Comme elle a pu déjà le faire auparavant, la chanteuse a aussi inventé des personnages. Elle a ainsi révélé avoir imaginé un triangle amoureux adolescent déroulé sur trois titres, raconté à partir de différentes perspectives et époques. Ces derniers semblent être cardigan, le premier single, august et betty. Trois pierres angulaires de folklore, où Swift se met dans la peau des différents interlocuteurs : l’infidèle, l’amant(e) et la personne trompée. 

Dans les heures qui ont suivi la sortie, les fans se sont demandés si betty, faussement joyeuse avec son harmonica, n’est pas, en réalité, une chanson sur une adolescente lesbienne amoureuse d’une de ses camarades, et qui finit le coeur brisé. « Je ne sais rien/Sinon que tu me manques », y affirme Taylor Swift, renouant l’espace d’un instant avec ses racines country.

D’autres se demandent d’ailleurs si William Bowery, auteur inconnu crédité sur certains titres, ne serait pas en réalité son compagnon, l’acteur Joe Alwyn.

Taylor Swift sans fioritures

On revient se nicher dans ces seize morceaux comme autant de petites capsules intemporelles aussi tristes que confortables. mad woman se détache par son propos féministe : « Personne n’aime une femme en colère/Mais c’est vous qui l’avait rendue comme ça », rappelle Swift, longtemps critiquée comme une « drama queen ».

La direction artistique du disque, semblant sortir tout droit de Tumblr en 2014, confirme encore cette envie de moins pour faire mieux, plus « authentique », déjà indiquée par son titre, « folklore ».

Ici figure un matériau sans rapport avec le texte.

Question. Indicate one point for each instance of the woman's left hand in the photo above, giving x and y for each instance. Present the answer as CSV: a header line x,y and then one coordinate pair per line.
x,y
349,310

Rien que la pochette le montre, avec une popstar simplement vêtue d’un grand manteau à carreaux, photographiée de loin, paraissant toute petite au milieu d’arbres. Cette fois, Taylor Swift se met en retrait pour disparaître derrière ses souvenirs, remords, joies et histoires inventées, offerts sans fioritures, et peut-être, se sentir plus libre que jamais.